Bob Young

FORMER Hove handler Bob Young, 74, widely-known for his association with the ‘Cosmic’ prefix and the schooling track at his training complex in Bolney, West Sussex, died in 2019.

Young initially made his name in the top races as an owner-trainer in the mid-1970s with multiple classic finalist Flip Your Top, who had the distinction of setting track records in his first two races in this country in 1975 at Hove (500m) and Wimbledon (460m).

Flip Your Top, following record-breaking runs in each of the preliminary rounds, ended his classic bogey when beating Westmead Myra by three lengths in the decider of the 1976 Scottish Derby at Shawfield.

FLIP YOUR TOP: Bob Young's all-time great landed the 1976 Scottish Derby at Shawfield.

Home-bred Fair Reward, whom Young backed at 66-1 to win the competition, came from an almost impossible position to peg back long-time leader Decoy Sovereign when completing a glorious undefeated run through the 1980 St Leger (655m) at Wembley.

The Bob Foster-owned Tapwatcher, bidding to become only the fourth runner in the previous 25 years to go unbeaten through the Greyhound Derby, came agonisingly close to giving Young a famous win in the 1987 renewal at Wimbledon when beaten a short-head by Signal Spark, who was quoted at 3-1 in the photo-finish betting.

“I was standing next to him during the race and everyone in the company thought that Tapwatcher had won – we were all absolutely stunned when the result was announced over the PA,” said Hove’s longest-serving handler Derek Knight yesterday. “Bob, to his great credit, though, enjoyed tremendous success overall with his leading open-race performers.”

GREAT DAYS: Former Hove trainer Bob Young alongside 1987 Greyhound Derby runner-up Tapwatcher.

The same year Life Policy, who came in from reserve at the start of the competition and was quoted at 150-1 prior to the first round heats, repelled a sustained challenge from trackmate Lone Wolf to land the St Leger (655m) at Wembley.

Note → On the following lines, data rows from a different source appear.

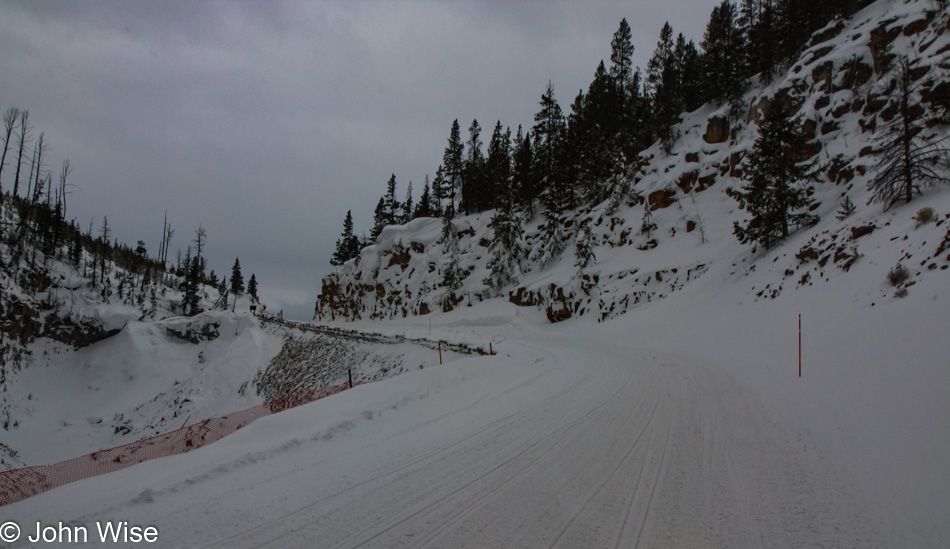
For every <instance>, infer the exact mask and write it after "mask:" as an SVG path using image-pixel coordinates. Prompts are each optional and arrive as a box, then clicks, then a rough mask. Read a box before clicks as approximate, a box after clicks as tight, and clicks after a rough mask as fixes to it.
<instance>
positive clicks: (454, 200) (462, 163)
mask: <svg viewBox="0 0 950 549" xmlns="http://www.w3.org/2000/svg"><path fill="white" fill-rule="evenodd" d="M464 152H465V145H463V144H462V135H461V129H460V128H459V121H458V119H455V121H454V122H452V129H451V131H450V133H449V144H448V146H447V147H446V148H445V152H444V153H443V155H442V170H443V177H444V178H445V190H446V191H447V192H443V193H442V198H443V199H445V200H447V201H448V204H447V205H446V209H445V211H447V212H448V215H449V218H452V217H455V208H456V206H457V202H456V199H457V195H458V194H459V193H460V191H461V185H462V177H463V172H464V169H465V165H464V163H463V154H464ZM436 177H438V174H436Z"/></svg>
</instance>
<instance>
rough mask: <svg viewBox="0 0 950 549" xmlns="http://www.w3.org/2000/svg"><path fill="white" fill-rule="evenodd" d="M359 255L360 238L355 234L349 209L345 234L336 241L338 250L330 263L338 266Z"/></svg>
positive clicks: (330, 264) (336, 266) (339, 265)
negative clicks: (353, 230)
mask: <svg viewBox="0 0 950 549" xmlns="http://www.w3.org/2000/svg"><path fill="white" fill-rule="evenodd" d="M357 255H359V240H358V239H357V238H356V236H355V235H354V234H353V215H352V214H351V213H350V211H349V210H347V212H346V218H345V219H344V220H343V234H342V235H340V239H339V240H337V241H336V251H335V252H333V257H332V258H331V259H330V265H333V266H334V267H338V266H340V265H342V264H344V263H346V262H347V261H349V260H351V259H353V258H354V257H356V256H357Z"/></svg>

Young, a trainer at Hove since the mid-1980s until handing over the reins of his range to John Gammon in 1999, also enjoyed considerable success as a racehorse owner and his Princess Taufan was sent off favourite for the 1989 Queen Mary Stakes at Royal Ascot.

“Bob was one of the old school – he loved the sport, his kennels were immaculate and his greyhounds were always in top condition,” added Knight. “I’m very sad to hear of his passing, and I offer my sincere condolences to all the family.”

Young left a widow Kim, whose father Sid Stenning owned a share of triple Scurry Gold Cup champion Yankee Express, and a son Ryan.